Yo me dejé estar, me equivoqué y ahora es tiempo de revertirlo. Hoy es el

tiempo de pensar solamente en mí.

Ya no siento vergüenza, ni temor. Me curé de espanto con tanto dolor y

necesito sanarme de una buena vez.

Me animé a escribir este relato por si existía alguien pasando por lo mismo que

yo pasé; sintiendo lo mismo que yo sentí, miedo, vergüenza, desazón, soledad.

Para decirles que no deben esperar por nada. Deben consultar a un médico sin

perder tiempo. Y si no le satisface lo que le dice, consultar con otro hasta dar

con el indicado; con el que sientan confianza.
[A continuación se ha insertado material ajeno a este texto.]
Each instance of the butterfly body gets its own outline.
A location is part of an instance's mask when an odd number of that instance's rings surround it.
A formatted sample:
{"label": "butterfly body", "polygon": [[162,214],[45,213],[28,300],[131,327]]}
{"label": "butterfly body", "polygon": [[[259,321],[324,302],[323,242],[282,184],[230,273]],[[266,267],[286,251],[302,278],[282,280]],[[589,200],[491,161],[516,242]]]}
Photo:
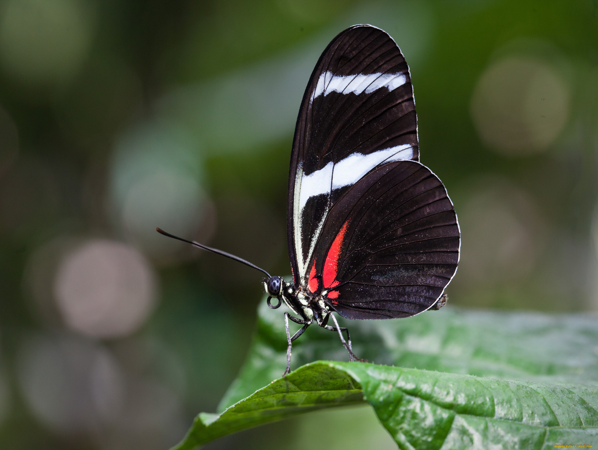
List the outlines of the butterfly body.
{"label": "butterfly body", "polygon": [[333,313],[407,317],[446,302],[460,232],[444,185],[419,155],[399,47],[370,25],[341,32],[316,65],[297,118],[287,210],[293,281],[264,280],[269,306],[284,302],[297,316],[285,313],[287,323],[303,325],[292,337],[287,325],[285,374],[292,341],[312,323],[337,331],[353,359]]}
{"label": "butterfly body", "polygon": [[[419,156],[405,58],[385,32],[355,25],[322,53],[297,117],[287,201],[292,282],[158,231],[266,274],[268,306],[284,302],[298,316],[284,314],[285,375],[291,343],[312,323],[337,332],[352,361],[358,359],[349,330],[339,326],[334,313],[387,319],[438,309],[457,270],[457,215],[444,185]],[[303,325],[292,336],[289,320]]]}

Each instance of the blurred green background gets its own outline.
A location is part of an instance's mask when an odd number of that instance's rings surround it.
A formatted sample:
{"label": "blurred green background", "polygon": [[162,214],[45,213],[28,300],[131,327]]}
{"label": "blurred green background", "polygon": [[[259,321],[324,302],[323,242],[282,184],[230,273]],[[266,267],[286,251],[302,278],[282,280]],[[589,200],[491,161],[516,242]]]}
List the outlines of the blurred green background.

Nadie debe vivir sufriendo, nadie debe sufrir para vivir. Para todo existe un

tratamiento y medicamentos que pueden aliviar nuestros síntomas y curar

nuestras enfermedades.

Ante cualquier dolor que sea recurrente y que nos imposibilite para seguir con

nuestra vida normal, lo primero que debemos hacer es recurrir a un profesional.

La vida es bella. Desde el primer rayo de sol, que nos saluda por la mañana y

nos obliga a abrir los ojos y despertar al mundo; hasta el último brillo de luna

que vemos antes de dormirnos.

De nosotros depende como la vivimos...

 

Actualizado (Domingo, 31 de Enero de 2010 16:54)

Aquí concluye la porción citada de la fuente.